When asked to send my credit card number, I sent it in three different emails - not all at once. I was very concerned about it, but it seemed to be a requirement for booking the hotels I wanted. I have had no problems with doing it this way.
Also, keep in mind that, under new rules, you will have to have your passport with you to use an Internet Cafe. Apparently they don't always ask to see it, but they're supposed to. Another anti-terrorism precaution, given how the Internet has been used in the past. Previously, some hotels would want to keep your passport the whole time you were staying with them.
The above is all correct. Years ago, the hotels used to keep your passport all night and return it in the morning. Now, they simply ask for it on arrival, log in the required information, and then hand it back to you.
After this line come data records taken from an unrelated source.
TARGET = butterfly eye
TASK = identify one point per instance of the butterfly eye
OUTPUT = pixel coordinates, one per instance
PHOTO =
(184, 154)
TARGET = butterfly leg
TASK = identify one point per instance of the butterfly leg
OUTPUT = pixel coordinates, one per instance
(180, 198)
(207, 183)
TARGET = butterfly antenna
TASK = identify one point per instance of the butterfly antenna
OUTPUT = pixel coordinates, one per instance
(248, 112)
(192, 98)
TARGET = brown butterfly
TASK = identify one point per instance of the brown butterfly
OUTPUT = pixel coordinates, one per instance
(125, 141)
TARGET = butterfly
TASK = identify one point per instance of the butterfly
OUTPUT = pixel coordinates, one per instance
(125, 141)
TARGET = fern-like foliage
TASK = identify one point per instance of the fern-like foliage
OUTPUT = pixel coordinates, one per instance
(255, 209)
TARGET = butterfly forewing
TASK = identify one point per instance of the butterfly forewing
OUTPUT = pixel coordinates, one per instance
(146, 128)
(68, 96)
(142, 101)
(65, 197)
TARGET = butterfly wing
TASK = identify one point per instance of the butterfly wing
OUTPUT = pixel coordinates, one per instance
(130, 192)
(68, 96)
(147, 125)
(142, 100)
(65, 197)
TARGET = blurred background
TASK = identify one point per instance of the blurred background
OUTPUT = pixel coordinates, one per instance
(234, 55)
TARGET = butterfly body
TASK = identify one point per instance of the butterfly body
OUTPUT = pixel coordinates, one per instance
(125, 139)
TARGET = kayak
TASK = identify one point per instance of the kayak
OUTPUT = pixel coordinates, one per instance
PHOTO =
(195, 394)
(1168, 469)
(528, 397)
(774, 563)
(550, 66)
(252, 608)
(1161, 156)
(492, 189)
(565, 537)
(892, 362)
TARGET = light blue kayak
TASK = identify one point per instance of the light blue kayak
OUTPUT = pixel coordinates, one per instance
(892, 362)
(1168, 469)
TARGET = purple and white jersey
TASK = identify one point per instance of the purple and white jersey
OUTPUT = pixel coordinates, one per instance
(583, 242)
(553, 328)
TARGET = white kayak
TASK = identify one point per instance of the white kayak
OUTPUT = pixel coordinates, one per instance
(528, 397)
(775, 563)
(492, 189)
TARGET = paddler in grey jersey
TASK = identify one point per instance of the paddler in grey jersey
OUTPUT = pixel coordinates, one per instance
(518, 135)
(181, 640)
What concerns me most is that many smaller hotels ask you to email your credit card information to them. We really struggled with this one as many smaller hotels do not have web pages with online reservations. We had to do this with three places we stayed at last year. We complied to get the reservation but we were very uncomfortable with the process. Nothing bad happened as a result.
One thing that perturbs me is that some hotels will make a charge on your card to test it, then immediately reverse it. BUT the charge gets the conversion fee and when they reverse it you don't get that back. So you pay $5 or so just so they can verify your card. Oh well ...
If you have a Citibank credit card there is something you can do that can reduce the chances for fraud by giving out your card; in fact I do this will all credit card transactions over the internet or phone. With Citibank you can generate a "virtual" credit card number. This is a temp card number that charges to your account but you can specify the maximum amount that can be charge and the expiration date. So even if someone were to steal the number it won't do them much good. Other credit card companies may do this, too; I know Bank of America also offers it.
Have you thought of asking them WHY they need the numbers now?
I have never been asked for Passport info prior to arrival.
As the above poster indicated I too have send CC info by email - in two different emails -from two seperate email addresses.
Breaking a credit card number is a lot of brain damage. The transmission of the number is very secure and for all practical purposes cannot be captured. It is what happens after the number is received at the end computer. You cannot control that. If they are sloppy with your number then they are sloppy. And it would make no difference if you sent it in one batch, or two batches, or two computers. You are addressing the problem at the wrong point. My solution has always been to use a credit card that is specifically NOT authorized for European charges. However, no one has every try a test charge so I may not be able to do that in the future.